Why not 50 ? Indian Air Force with 50 combat squadron?

Explaining irrationality is difficult. The Indian Air Force has yearned for a 42 fighter squadron force. However, after the two Rafale squadrons are operational, probably by 2022, and the long overdue  phase-out of the MiG-212 completed, the IAF will have just 29 squadrons: 13 Su-30, 6 Jaguar, 3 Mirage  2000, 3 MiG-29, 2 Tejas, and 2 Rafale. The Air Force is modernising some of its existing aircraft, which is  wise, but only if  Government of India understands that we are well below expected strength and  modernisation serves only as a stop-gap while waiting for new aircraft.


First, let’s look at the magical pixie dust figure of 42 squadrons. That was formulated decades ago, when  the Chinese Air Force was limited in its capabilities on our northern frontiers. That figure is meaningless  now, as China continues relentless modernisation of its air force and its Tibet basing capability.  Moreover, for many years the Chinese have shaped their military forces to operate on an all-China basis,  instead of the regional model they have earlier been built on.  Today the Chinese Air Force has 1700 combat aircraft of which perhaps 500 are 4th Gen. Meanwhile, Pakistan has grown to 20 squadrons  including its elite Combat Commander’s School . China is modernising at the approximately rate of 100  new aircraft every year and Pakistan at some 20 every year. And we are actually phasing out at least 40  aircraft every year.


No one is saying that the Chinese Air Force is 3-metres tall. It surely has some problems with its newer designs, and its 5th Gen aircraft have a very long way to go despite Chinese tom-toming otherwise. Nonetheless, China has a GDP of $14-trillion, a massive aviation R&D base, a propensity for hard work – and the determination to overtake the US in military power. A back of the envelope calculation suggests  that India should actually be aiming for 50 combat squadrons, not 42.  Thus the IAF is actually woefully short.

We Indians inhabit two realities simultaneously. One of the “ideal” the other as “real”. In an ideal world, the IAF should have nine Rafale squadrons plus nine of the Tejas, and as first of the six MMRCA squadron start standing up, say by 2023, this would-permit 50 combat squadrons, even after six of the older existing squadrons are phased out.



But in the real world, instead of formalising a 6+3 squadron Rafale deal in 2012, this was  reduced  to two squadrons in 2015, and that from without provision for maintenance reserve/strike-off wastage (MR/SOW) of 6 aircraft, plus 8 more for the TACDE. The LCA Tejas production remains stuck in some black hole; the LCA Mk.II, which is the IAF’s dream version, will not fly till 2023 – at the earliest. Meanwhile, the Government has sent out an RFI for 114 new fighters even though more Rafales make most sense from the viewpoint of continuity and standardisation.

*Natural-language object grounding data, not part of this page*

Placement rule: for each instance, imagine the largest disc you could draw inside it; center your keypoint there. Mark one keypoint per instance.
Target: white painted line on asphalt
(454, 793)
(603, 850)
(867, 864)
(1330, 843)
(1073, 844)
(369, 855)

What has really been happening? In 1962, India spent 1.9% of GDP on defence (excluding pensions). After the 1962 China-border war, this stayed around 3-3.5% until 1989, when the financial crisis forced a temporary decline. When the economy recovered, the GOI decided to keep money to spend on “vote-buying schemes” and aside from an occasional bump up, this came down to 1.65% in 2018. Because salaries keep going up, such reduction has really been on new+ equipment, so the result is that India’s armed force have a 30-year modernisation pileup. 

The size and structure of India’s armed forces, however, requires a minimum of 3.5% spending, which means another $50-billion year on year for equipment from now onwards. Will the GOI spend this, even as we in 2019 become the world’s fifth largest economy after the US, China, Japan, and Germany ? But, without funds, there can no modernisation. Indeed, the way it is going, India could well have to downsize its forces by half, say to 20 Divisions, 18 fighter squadrons, and 50 first class warships.

We could live with this, but this requires a major and fundamental policy change and could well mean compromising on Kashmir, giving up the Aksai Chin and Arunachal to the Chinese. Accepting the Chinese offer of withdrawing its Arunachal claims for India with a counter offer of acknowledging that Aksai Chin is part of China will work only for a short time because Beijing is taking an increasingly expansive view of its “lost” territories.

If this is what the Government (and people of India) want, so be it. But we cannot to give up our independent status. Now, if the $50-billion missing from the defence budget were being spent productively, that would be one thing. Instead it is going in subsides which encourage inefficiency. This is a lose-lose situation: neither guns  nor butter with the money saved by cutting the defence budget in half.